Segundo cálculo de técnicos do Congresso divulgado pelo "Valor", parte do espaço fiscal aberto pelo teto mais elevado tende a ser ocupado por outros gastos, como uma ampliação do Fundo Eleitoral, que assim chegaria a até R$ 5 bilhões, e por R$ 16 bilhões em emendas de relator do Orçamento, que costumam ser usadas para bancar obras em bases eleitorais de alguns parlamentares.
Consultorias, bancos e corretoras viram na manipulação da âncora fiscal uma porteira aberta para novas concessões nos próximos meses. Com isso, as instituições têm promovido uma onda de revisões – para pior – nas projeções para a economia brasileira, o que inclui um aumento na Selic mais forte que o esperado anteriormente.
A pressão cresceu nesta terça-feira (26), quando o IBGE divulgou a prévia da inflação de outubro. O IPCA-15 acelerou no mês e veio acima das expectativas, contrariando previsão do presidente do Banco Central, Roberto Campos Neto, para quem o pico da inflação em 12 meses teria sido alcançado em setembro.
Nas últimas duas reuniões, o Copom reajustou a Selic em 1 ponto porcentual (pp), levando-a a ao nível atual de 6,25% ao ano. Embora não seja uma unanimidade, cresceu a percepção de que o ritmo será acelerado nesta quarta-feira. Há previsões de alta de 1,25 pp ou 1,5 pp, e algumas até maiores, de 2 pp ou 3 pp.
Uma alta acima de 1 ponto vai significar o maior aperto monetário desde 17 de dezembro de 2002, quando o Copom elevou a Selic em 3 pp de uma só vez.

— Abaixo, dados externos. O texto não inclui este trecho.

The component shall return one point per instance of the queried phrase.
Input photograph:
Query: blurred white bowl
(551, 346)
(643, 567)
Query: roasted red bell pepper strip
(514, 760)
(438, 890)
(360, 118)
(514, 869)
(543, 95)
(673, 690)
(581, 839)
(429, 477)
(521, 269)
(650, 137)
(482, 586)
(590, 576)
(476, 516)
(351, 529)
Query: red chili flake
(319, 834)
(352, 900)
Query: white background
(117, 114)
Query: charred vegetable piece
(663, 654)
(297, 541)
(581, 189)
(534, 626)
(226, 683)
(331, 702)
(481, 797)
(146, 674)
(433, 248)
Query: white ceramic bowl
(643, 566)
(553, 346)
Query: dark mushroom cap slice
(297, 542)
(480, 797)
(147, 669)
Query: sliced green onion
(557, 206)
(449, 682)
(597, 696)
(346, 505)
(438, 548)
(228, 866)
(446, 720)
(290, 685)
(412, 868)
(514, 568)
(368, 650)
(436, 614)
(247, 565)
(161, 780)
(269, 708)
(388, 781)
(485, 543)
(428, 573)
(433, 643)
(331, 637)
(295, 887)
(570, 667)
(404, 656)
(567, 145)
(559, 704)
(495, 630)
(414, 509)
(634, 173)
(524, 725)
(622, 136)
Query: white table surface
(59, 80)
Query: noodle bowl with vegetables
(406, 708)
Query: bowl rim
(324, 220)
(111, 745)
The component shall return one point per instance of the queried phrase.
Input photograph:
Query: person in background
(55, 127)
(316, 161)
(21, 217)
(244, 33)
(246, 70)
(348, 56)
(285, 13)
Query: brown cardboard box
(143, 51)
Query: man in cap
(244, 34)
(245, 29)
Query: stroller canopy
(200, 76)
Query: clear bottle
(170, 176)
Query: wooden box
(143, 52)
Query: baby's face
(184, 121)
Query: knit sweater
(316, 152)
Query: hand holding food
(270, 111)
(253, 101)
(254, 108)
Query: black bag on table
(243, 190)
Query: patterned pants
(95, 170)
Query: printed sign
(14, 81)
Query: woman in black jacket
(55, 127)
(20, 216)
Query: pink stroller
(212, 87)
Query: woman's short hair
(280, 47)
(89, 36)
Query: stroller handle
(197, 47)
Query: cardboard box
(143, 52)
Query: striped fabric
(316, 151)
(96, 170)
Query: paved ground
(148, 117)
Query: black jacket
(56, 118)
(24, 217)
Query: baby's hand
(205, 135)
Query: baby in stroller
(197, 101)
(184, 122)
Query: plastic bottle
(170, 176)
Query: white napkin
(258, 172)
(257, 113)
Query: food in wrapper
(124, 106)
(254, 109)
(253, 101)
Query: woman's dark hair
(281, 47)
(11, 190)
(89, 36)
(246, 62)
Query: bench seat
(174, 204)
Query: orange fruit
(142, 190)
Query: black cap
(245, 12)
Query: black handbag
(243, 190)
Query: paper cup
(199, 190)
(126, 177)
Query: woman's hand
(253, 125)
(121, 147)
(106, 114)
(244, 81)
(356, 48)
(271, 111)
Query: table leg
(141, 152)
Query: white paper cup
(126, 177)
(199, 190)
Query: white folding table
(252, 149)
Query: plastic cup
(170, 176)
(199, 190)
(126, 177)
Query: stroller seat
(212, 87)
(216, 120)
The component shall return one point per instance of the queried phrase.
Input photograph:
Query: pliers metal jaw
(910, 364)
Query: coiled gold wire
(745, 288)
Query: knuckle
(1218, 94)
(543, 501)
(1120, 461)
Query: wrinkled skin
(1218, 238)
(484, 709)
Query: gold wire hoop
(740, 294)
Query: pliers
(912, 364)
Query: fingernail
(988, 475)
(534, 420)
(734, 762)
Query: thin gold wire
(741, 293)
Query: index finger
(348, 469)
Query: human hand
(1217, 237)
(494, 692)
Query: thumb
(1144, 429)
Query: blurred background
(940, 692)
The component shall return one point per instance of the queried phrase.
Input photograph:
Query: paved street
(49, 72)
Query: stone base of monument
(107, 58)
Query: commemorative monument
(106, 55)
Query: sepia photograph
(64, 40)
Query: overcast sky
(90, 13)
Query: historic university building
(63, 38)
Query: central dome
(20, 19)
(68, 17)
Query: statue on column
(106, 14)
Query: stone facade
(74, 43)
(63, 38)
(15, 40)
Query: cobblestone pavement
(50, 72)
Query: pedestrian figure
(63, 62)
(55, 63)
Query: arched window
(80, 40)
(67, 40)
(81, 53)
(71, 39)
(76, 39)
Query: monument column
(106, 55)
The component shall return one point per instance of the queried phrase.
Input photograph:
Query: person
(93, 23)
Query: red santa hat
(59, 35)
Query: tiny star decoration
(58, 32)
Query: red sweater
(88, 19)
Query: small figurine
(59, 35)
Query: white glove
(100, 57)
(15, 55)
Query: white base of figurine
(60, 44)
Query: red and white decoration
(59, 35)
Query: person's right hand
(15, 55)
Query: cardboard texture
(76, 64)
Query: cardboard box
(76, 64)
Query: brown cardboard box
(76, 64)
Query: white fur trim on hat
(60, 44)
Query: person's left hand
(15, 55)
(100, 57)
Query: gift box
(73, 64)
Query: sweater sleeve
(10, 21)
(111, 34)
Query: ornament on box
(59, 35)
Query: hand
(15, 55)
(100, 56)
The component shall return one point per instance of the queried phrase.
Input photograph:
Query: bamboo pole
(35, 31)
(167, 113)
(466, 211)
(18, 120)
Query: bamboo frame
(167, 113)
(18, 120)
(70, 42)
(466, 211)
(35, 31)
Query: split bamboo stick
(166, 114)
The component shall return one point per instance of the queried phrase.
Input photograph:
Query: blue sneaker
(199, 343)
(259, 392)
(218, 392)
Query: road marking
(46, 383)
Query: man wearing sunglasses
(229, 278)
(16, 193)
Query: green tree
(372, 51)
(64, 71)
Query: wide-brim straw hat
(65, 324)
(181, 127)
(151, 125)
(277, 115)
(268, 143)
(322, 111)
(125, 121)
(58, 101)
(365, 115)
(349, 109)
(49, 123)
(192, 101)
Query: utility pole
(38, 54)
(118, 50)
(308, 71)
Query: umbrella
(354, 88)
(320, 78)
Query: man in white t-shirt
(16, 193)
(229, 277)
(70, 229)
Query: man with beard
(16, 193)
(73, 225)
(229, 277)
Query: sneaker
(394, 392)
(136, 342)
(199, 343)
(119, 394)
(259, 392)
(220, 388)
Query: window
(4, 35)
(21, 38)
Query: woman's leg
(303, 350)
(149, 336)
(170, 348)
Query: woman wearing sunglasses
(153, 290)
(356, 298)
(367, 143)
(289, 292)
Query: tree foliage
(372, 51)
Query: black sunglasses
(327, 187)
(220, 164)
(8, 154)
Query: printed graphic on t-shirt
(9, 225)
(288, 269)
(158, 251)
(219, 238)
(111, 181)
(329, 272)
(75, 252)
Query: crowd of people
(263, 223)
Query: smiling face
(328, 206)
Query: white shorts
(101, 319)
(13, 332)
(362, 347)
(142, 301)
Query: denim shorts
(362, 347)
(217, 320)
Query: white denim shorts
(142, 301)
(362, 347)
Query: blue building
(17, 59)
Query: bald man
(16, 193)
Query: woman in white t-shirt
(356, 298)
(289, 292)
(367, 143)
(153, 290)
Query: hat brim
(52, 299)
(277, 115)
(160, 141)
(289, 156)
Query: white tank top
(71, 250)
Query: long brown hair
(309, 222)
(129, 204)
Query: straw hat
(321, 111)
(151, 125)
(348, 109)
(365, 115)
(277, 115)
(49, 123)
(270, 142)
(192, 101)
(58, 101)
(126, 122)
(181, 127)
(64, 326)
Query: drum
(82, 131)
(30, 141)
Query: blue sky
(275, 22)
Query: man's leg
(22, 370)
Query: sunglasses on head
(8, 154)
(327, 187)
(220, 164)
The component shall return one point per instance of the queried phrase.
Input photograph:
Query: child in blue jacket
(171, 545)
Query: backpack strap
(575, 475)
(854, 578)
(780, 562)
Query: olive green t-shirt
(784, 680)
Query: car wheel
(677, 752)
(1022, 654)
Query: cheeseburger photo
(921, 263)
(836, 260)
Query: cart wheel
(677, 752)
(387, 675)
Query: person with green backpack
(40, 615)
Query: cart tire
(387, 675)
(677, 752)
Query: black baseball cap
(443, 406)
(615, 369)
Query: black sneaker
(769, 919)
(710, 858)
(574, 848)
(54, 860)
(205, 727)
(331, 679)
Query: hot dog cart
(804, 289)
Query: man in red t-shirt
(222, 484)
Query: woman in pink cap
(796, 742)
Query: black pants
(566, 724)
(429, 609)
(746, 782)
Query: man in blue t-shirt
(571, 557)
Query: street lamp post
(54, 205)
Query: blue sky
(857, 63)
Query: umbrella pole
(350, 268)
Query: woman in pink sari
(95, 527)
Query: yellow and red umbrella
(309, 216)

Na época, a autoridade monetária trabalhava para conter a alta do dólar e da inflação após a vitória de Lula nas eleições presidenciais.
Aquele ciclo de alta havia começado em 14 de outubro de 2002, uma semana após a vitória de Lula no primeiro turno, com um aumento de 3 pp na Selic. Depois, a taxa subiu 1 pp em 19 de novembro e 3 pp em 17 de dezembro. E ainda subiria mais duas vezes, em 21 de janeiro (0,5 pp) e 19 de fevereiro de 2003 (1 pp), já na gestão petista. Com isso, a Selic chegou a 26,5% ao ano.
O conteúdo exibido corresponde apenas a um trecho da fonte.